Finance

Interest rate cut in South Africa on the cards

The Reserve Bank will likely cut interest rates by 25 basis points this week as inflation in South Africa remains towards the bottom end of its target range. 

However, it will be concerned about the ongoing geopolitical instability, South Africa’s tension with the United States, and the potential for the rand to weaken rapidly. 

This is feedback from Old Mutual Wealth investment strategist Izak Odendaal, who outlined the tricky position of the Reserve Bank’s Monetary Policy Committee (MPC). 

It effectively has to try to discern the impact on local inflation and the rand through the ‘noise’ of a global trade war and Trump’s public statements about South Africa. 

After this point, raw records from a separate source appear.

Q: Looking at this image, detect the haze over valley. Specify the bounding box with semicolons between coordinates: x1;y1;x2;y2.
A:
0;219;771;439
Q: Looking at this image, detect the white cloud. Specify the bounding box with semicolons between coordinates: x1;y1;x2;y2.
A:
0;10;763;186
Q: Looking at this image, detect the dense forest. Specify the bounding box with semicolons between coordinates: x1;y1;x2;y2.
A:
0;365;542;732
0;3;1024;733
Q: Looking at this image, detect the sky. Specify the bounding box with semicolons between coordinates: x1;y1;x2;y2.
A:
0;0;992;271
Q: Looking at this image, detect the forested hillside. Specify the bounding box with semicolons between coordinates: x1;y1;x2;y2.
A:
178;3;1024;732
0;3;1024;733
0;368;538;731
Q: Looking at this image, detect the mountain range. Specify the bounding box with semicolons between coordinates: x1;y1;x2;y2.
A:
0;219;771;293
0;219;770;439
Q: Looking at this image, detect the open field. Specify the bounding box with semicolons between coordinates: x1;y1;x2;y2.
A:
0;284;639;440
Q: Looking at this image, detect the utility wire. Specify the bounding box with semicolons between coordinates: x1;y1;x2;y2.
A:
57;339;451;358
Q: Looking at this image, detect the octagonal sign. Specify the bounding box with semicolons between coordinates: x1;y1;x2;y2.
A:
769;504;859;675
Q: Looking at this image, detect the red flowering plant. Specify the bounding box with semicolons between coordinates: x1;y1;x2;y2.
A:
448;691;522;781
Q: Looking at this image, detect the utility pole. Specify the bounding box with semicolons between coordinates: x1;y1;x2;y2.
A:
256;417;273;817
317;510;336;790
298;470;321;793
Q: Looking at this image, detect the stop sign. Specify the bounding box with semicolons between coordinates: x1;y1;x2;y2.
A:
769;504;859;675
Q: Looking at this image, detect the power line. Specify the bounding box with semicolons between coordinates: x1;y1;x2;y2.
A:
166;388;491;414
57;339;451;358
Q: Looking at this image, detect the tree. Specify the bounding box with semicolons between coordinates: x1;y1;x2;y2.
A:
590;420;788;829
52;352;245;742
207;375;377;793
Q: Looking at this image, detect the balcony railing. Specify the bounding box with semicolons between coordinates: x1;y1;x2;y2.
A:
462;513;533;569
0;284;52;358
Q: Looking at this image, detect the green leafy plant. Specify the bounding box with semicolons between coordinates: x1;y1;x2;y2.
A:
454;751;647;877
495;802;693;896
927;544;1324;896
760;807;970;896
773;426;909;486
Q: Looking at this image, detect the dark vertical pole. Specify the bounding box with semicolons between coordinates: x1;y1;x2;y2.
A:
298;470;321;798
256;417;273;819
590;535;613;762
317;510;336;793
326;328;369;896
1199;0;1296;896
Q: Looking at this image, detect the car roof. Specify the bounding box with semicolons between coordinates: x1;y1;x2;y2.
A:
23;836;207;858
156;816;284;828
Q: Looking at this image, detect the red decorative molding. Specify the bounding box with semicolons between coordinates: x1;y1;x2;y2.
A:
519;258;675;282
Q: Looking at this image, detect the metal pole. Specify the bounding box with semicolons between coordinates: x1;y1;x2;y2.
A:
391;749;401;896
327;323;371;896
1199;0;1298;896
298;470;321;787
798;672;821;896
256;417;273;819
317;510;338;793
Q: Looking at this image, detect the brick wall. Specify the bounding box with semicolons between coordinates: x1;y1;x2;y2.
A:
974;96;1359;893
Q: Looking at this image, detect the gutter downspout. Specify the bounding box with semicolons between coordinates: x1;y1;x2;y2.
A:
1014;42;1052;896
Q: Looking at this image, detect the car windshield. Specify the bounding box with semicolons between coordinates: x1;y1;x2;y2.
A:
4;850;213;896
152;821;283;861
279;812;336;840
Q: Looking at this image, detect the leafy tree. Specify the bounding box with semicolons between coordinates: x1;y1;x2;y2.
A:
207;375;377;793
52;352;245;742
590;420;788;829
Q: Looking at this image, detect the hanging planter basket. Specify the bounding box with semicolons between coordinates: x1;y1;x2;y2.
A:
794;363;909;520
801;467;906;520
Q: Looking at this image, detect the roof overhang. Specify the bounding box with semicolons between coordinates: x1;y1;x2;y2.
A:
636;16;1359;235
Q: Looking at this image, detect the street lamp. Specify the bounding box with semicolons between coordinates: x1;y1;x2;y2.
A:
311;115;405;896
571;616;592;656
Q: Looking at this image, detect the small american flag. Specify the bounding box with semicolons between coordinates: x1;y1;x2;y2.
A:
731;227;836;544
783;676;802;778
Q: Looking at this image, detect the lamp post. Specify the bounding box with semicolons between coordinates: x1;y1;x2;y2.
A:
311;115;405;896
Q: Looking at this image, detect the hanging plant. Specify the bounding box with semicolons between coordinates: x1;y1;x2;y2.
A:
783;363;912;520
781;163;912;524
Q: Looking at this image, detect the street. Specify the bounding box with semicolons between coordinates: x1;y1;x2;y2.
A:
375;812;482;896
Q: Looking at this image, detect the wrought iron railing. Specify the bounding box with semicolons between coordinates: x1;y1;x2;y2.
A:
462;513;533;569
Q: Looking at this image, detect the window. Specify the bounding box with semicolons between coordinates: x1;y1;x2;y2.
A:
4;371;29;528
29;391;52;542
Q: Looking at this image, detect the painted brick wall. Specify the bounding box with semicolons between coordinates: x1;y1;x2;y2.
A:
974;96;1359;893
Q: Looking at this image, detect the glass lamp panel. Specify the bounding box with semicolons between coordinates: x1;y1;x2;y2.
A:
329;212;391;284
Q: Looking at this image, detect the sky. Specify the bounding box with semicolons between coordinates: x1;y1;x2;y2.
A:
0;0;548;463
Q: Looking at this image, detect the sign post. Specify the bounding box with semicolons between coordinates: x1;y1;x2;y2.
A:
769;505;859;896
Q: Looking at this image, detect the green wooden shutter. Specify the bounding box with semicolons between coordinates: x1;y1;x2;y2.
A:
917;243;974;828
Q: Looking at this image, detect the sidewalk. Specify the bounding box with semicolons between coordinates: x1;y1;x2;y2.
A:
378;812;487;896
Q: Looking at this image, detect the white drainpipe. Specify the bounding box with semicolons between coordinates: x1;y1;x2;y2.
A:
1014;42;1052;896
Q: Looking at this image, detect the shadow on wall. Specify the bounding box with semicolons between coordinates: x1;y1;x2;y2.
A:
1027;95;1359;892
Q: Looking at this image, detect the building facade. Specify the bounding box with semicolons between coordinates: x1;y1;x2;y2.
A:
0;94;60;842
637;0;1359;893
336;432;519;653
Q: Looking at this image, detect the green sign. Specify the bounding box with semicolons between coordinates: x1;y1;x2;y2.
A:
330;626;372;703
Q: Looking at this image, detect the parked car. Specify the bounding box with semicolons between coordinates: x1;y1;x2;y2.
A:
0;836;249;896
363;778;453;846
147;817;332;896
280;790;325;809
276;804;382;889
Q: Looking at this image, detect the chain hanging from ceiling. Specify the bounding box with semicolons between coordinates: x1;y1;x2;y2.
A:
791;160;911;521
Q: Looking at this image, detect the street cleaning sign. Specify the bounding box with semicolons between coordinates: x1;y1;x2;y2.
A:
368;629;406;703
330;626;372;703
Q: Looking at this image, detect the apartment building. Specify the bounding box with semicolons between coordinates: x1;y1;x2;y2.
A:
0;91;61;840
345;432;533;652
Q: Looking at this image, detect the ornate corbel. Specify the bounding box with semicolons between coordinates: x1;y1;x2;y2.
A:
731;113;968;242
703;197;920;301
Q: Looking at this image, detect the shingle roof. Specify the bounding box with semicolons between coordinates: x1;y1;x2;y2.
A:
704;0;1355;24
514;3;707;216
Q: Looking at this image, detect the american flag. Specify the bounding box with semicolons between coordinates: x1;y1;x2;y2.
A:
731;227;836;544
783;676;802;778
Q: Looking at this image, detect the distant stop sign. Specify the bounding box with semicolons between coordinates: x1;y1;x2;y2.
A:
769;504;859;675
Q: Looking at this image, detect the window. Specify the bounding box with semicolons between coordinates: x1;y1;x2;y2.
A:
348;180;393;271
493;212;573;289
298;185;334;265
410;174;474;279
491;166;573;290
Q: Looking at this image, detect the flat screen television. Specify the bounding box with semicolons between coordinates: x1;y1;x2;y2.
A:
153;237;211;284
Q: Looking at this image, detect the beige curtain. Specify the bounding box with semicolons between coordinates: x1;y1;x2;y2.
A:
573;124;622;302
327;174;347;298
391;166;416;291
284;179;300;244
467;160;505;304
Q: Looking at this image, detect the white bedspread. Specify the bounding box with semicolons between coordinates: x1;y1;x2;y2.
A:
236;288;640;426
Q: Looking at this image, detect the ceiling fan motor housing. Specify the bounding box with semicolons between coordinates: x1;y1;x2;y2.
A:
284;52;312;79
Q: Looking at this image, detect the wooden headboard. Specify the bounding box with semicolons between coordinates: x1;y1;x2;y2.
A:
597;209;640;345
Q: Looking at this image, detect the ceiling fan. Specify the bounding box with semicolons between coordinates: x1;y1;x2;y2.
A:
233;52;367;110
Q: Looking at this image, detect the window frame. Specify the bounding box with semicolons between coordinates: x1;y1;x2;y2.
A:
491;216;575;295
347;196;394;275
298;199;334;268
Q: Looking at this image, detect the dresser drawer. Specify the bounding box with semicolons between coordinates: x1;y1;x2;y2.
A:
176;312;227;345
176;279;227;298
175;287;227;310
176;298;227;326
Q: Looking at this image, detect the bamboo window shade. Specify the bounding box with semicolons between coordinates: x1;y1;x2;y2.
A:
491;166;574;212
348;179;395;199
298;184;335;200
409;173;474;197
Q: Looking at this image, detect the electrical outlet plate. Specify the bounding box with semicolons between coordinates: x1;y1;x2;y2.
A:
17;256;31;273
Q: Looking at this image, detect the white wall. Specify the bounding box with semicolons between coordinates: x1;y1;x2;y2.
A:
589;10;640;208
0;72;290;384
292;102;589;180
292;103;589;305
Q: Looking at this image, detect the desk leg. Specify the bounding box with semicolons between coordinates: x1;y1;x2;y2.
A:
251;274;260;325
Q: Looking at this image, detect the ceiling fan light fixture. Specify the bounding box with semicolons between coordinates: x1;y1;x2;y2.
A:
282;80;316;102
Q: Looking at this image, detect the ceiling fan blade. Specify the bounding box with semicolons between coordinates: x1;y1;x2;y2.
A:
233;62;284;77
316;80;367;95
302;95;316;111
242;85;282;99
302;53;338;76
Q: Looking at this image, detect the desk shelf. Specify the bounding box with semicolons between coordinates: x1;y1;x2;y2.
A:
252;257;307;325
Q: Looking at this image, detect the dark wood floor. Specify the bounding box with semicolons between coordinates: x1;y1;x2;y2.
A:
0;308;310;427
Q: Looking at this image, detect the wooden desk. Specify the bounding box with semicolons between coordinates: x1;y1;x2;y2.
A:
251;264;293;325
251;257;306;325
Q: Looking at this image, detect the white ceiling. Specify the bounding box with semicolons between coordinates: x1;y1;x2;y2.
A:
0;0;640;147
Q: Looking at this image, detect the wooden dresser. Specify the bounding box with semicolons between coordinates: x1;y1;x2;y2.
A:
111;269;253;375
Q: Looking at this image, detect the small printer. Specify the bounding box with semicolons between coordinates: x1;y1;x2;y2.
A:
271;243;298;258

Odendaal said that relations between South Africa and the United States have fallen to the lowest point in years. 

Already, US President Donald Trump has slashed spending on foreign aid. This leaves South Africa with a gap of around R8 billion a year, particularly for treating tuberculosis and Aids. 

With the US imposing tariffs on friends and foes alike, duties on South African imports will likely go up at some point. 

This does not automatically translate into lower revenues for South African exporters, but some might be forced to cut prices to remain competitive in the US market.

Beyond the direct impact on US-South Africa trade is the overall health of the global economy. If global economic growth comes under pressure due to US tariffs, South African exports to China, Europe and elsewhere might also be affected. 

This could be somewhat offset by the positive impact of Beijing’s stimulus efforts and Europe’s planned increases in defence spending.

Above all, South Africa is very sensitive to shifts in global market sentiment and commodity prices. The country imports capital and exports commodities. 

It is notable that the rand has been relatively stable despite recent market jitters. This is due to a weaker dollar as markets sense a weakening US economy and potentially more rate cuts. 

However, rand stability cannot be taken for granted, complicating the picture for the Reserve Bank’s MPC when it meets on 20 March. 

Odendaal said that it is still likely to reduce the repo rate by 25 basis points despite some upward inflationary pressure from proposed VAT increases.  

Longer-term picture for interest rates in South Africa

Old Mutual Wealth’s Izak Odendaal

The longer-term picture for interest rates in South Africa is far more complicated as the effect of Trump’s trade policies will become clearer in the coming months. These policies are likely to be inflationary and significantly impact global growth. 

South Africa’s economy may be particularly hard hit as China and the United States appear locked in a trade war, potentially diminishing the Asian country’s appetite for commodities. 

Despite this, the country’s inflation remains relatively low, which should provide space for the Reserve Bank to keep cutting interest rates. 

Old Mutual chief economist Johann Els explained that South Africa is experiencing such low inflation that it can absorb this shock without having to hold off on interest rate cuts. 

This does not mean inflation will not rise. It will not breach the midpoint of the Reserve Bank’s 3% to 6% target range and push it to put rate cuts on hold.

However, this picture may change rapidly as inflation picks up from a low base in South Africa, particularly food inflation. 

Nedbank chief economist Nicky Weimar said that goods inflation has come down as far as it can and will begin to tick up off a low base. 

The same applies to food inflation, which came down dramatically in 2024. However, it has come down so far that its next move will likely be up. 

“Now, fuel prices are starting to rise, with increases implemented over the past few months. This will effectively push headline inflation higher as it is a universal input.” 

“Thankfully, services inflation is likely to remain constrained. But that low inflation rate is going to start increasing again.”

Weimar said the Reserve Bank would be watching this closely, but because it is coming from such a low level, there is still space to absorb any shock. 

And so, there is likely to be one more cut in 2025, but no more as the Reserve Bank adopts a wait-and-see approach to what goes on in the US.

The Reserve Bank’s main focus will be on the rand and whether the currency can remain stable or if it shows signs of weakening. 

If the rand weakens sharply, it will greatly increase the cost of imports into South Africa, particularly fuel, and push inflation higher.